Integra employs “service coordinators,” who help clients (called “members”) obtain and maintain medical care. According to the decision, service coordinators are often tasked with tracking down members with whom health insurers have been unable to maintain contact. These members are often patients with chronic conditions such as mental illness, who avoid regular physician appointments and taking their prescription medications. If a member accepts Integra’s services, then the service coordinator contacts them a few times a month either by phone or face-to-face to help them make and keep appointments, take medication, and keep up with their care. Integra’s service coordinators are not clinically trained.
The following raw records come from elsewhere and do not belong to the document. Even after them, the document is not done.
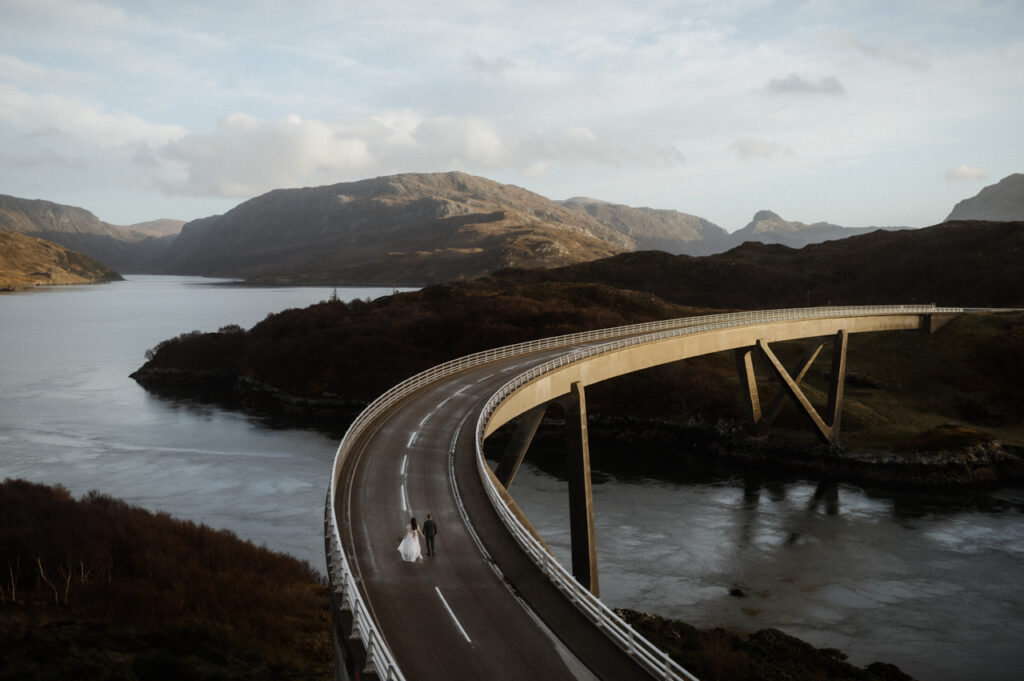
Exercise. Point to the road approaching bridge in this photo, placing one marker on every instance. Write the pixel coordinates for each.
(494, 603)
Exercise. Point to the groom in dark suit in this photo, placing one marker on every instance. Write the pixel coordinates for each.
(430, 531)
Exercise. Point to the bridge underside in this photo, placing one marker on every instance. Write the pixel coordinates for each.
(566, 386)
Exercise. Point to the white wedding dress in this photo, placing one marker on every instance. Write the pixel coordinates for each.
(410, 547)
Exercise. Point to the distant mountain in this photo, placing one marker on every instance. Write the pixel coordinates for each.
(1003, 201)
(654, 229)
(416, 228)
(27, 261)
(768, 227)
(125, 249)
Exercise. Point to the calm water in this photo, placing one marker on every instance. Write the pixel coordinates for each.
(934, 586)
(71, 415)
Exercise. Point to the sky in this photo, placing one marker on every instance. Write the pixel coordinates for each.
(861, 114)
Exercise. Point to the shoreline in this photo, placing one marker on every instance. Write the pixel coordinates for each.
(981, 462)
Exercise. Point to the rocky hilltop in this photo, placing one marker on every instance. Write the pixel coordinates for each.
(329, 359)
(27, 261)
(654, 229)
(768, 227)
(413, 228)
(962, 263)
(1003, 201)
(125, 249)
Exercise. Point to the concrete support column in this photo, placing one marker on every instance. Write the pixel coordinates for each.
(826, 430)
(834, 412)
(516, 449)
(749, 385)
(581, 492)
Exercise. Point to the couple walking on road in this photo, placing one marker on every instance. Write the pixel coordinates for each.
(410, 547)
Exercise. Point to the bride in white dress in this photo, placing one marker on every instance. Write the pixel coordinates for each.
(410, 547)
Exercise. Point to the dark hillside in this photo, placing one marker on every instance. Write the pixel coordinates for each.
(964, 263)
(356, 350)
(900, 387)
(97, 589)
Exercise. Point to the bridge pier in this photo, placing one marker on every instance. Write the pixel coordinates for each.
(582, 531)
(827, 427)
(518, 444)
(581, 491)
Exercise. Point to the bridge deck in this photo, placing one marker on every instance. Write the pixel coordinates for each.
(481, 608)
(491, 632)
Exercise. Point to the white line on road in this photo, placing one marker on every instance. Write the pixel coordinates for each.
(454, 619)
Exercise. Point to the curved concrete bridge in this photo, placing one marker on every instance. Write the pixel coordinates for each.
(494, 603)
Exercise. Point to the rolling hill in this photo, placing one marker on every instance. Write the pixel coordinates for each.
(130, 249)
(27, 261)
(1003, 201)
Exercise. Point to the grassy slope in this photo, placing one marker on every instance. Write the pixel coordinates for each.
(96, 589)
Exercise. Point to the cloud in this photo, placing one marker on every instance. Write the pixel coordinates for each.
(902, 53)
(49, 115)
(752, 149)
(246, 156)
(966, 174)
(794, 84)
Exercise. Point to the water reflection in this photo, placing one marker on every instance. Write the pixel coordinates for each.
(929, 583)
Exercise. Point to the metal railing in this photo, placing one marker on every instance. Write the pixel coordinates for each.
(655, 661)
(342, 578)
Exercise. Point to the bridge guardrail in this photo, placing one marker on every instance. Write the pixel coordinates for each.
(342, 578)
(656, 662)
The violation occurred in December 2012 in Florida, when a recently-hired 25-year-old service coordinator who had no prior experience in social work was stabbed nine times while making a scheduled visit to a member’s home. The member had a criminal record, including counts of battery, aggravated battery with a deadly weapon, and aggravated assault with a weapon.
At the time of the violation, Integra’s service training included internet-based training on community safety and screening dangerous members. Part of the training advised service coordinators to obtain behavioral history of the members—including identifying high-risk behaviors like a history of self-harm and criminal behavior. At the time of the alleged incident, however, Integra did not require that such information be obtained, and the company did not perform background checks on its members.